Passion Jude Morgan
Quality - Used
Condition - Fair
The lives of the Romantic poets are so myth-strewn they have long lost touch with reality. In focusing on the women who tangled with Keats, Shelley and Byron, Jude Morgan has found a relatively lightly trodden path to the hearts and minds of these monstrous prodigies. His novel begins, appropriately, with the attempted suicide of the symbolic mother of them all, Mary Wollstonecraft, who is later to die after giving birth to Mary Shelley.
So far so dramatic, with France in revolutionary turmoil to add to the fun, but patience is stretched to its limits as the childhoods of Shelley, Fanny Brawne, Augusta Leigh and Caroline Lamb are chronicled, against a fragmented whistle-stop tour of the period's history. To get to the heart of a tale indecently blessed with melodrama, the reader has to trust that delectable excitements lie beyond this quiet prelude.

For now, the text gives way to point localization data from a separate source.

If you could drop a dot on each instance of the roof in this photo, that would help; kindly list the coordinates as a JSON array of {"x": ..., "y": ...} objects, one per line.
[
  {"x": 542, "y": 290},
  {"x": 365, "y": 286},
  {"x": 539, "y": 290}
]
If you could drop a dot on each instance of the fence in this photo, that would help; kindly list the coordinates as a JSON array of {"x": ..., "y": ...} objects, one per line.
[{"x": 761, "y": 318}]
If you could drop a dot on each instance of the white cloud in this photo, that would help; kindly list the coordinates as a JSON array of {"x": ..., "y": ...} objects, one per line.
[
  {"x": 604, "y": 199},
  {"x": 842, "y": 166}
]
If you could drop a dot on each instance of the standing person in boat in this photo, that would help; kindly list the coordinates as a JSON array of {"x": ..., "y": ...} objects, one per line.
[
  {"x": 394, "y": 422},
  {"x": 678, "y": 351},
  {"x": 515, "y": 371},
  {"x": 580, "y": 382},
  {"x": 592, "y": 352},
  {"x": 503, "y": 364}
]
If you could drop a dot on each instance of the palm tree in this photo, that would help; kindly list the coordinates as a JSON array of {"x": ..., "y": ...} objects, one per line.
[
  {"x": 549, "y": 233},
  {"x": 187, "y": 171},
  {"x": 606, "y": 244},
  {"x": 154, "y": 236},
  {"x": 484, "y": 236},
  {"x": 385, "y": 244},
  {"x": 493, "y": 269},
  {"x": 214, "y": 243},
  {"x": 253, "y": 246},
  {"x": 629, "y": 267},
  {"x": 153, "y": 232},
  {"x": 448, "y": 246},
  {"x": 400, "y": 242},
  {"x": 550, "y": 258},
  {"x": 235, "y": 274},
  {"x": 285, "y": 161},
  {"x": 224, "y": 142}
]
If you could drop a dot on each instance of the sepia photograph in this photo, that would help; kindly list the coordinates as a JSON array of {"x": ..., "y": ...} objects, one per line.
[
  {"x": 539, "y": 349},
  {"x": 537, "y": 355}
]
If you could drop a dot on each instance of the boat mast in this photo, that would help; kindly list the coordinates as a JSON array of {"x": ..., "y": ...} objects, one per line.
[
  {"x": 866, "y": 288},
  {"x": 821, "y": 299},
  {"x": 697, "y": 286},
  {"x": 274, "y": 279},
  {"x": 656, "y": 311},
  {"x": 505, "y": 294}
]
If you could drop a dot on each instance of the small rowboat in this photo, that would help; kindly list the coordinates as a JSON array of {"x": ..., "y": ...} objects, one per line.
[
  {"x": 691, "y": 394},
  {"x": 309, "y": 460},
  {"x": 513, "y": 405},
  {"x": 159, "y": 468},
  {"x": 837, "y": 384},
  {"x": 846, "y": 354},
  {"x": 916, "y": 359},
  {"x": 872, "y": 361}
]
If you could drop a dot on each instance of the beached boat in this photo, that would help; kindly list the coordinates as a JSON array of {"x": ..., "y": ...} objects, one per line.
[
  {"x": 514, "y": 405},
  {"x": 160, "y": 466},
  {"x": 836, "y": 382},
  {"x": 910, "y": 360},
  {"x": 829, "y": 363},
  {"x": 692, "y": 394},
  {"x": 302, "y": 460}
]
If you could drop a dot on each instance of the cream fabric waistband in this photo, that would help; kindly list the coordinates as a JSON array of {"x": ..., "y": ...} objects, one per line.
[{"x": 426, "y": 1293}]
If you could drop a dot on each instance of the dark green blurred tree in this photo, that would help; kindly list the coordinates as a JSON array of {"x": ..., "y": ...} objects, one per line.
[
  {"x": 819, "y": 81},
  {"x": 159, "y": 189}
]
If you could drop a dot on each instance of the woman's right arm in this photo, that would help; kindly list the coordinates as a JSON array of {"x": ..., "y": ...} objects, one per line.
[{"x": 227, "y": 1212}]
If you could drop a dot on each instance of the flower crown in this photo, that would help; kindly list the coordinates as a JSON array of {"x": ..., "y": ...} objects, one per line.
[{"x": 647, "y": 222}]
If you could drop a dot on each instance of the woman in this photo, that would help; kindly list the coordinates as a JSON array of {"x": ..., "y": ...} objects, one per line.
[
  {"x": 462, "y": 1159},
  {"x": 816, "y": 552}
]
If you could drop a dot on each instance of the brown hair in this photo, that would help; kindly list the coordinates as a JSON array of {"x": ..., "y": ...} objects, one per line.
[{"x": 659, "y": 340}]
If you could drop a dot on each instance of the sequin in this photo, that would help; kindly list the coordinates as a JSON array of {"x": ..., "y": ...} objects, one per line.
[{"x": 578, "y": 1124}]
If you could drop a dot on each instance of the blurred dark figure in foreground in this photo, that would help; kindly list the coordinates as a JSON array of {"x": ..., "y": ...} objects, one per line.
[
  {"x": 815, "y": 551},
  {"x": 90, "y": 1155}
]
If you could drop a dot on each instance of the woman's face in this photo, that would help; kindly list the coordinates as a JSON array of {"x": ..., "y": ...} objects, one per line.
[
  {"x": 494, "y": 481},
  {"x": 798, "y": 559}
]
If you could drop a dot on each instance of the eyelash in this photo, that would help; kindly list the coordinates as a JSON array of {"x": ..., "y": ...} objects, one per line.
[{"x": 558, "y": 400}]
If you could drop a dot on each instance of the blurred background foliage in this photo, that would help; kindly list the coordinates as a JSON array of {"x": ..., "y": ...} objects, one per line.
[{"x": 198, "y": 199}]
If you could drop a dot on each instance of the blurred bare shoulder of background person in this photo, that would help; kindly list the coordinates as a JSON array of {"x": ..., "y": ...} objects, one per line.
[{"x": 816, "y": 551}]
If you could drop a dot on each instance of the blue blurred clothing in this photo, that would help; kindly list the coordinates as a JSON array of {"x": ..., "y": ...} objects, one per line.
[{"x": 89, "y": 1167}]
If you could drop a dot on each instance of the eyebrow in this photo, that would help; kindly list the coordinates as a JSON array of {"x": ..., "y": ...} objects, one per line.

They do, and our heroines' love-lives are soon blossoming. Augusta meets her half-brother, Lord Byron, then throws in her lot with the ineffectual George Leigh. The unhinged Caroline marries William Lamb, then clocks Byron, who has "travelled to places where fabulous indolent sultans and viziers loll in their harems, and bandits descend from authentic sierras".
Byron and Caroline's passionate affair ends, whereupon the poor Lady Lamb takes to stalking the man who is now happily consorting with his half-sister. Mary shocks her father, the radical William Godwin, by eloping with the married Shelley and setting up a peripatetic ménage with her stepsister ("Shelley believed that love, like wealth, should be shared"). The trio decamps to Switzerland, with Byron and his physician Dr Polidori, and ghost stories and world-famous literature duly ensue. Keats enters the picture, and the tragedies escalate.
Once Passion gathers pace, it becomes unputdownable. Stunningly well researched, its multi-stranded epic qualities can't fail to hook and seduce. Morgan's greatest strength lies in his effortless ability to empathise with his female protagonists. In fact, his women far outpace his male characters, the inevitable problem of giving voice to some of the greatest writers in the English language resulting in dialogue that can but wanly echo the lyricism that expressed itself even in casual epistolary form.
Biographical veracity is arguably necessary, but in a novel such as Passion, which treads a fine line between light historical romance and a more serious intellectual investigation, liberties are there for the taking.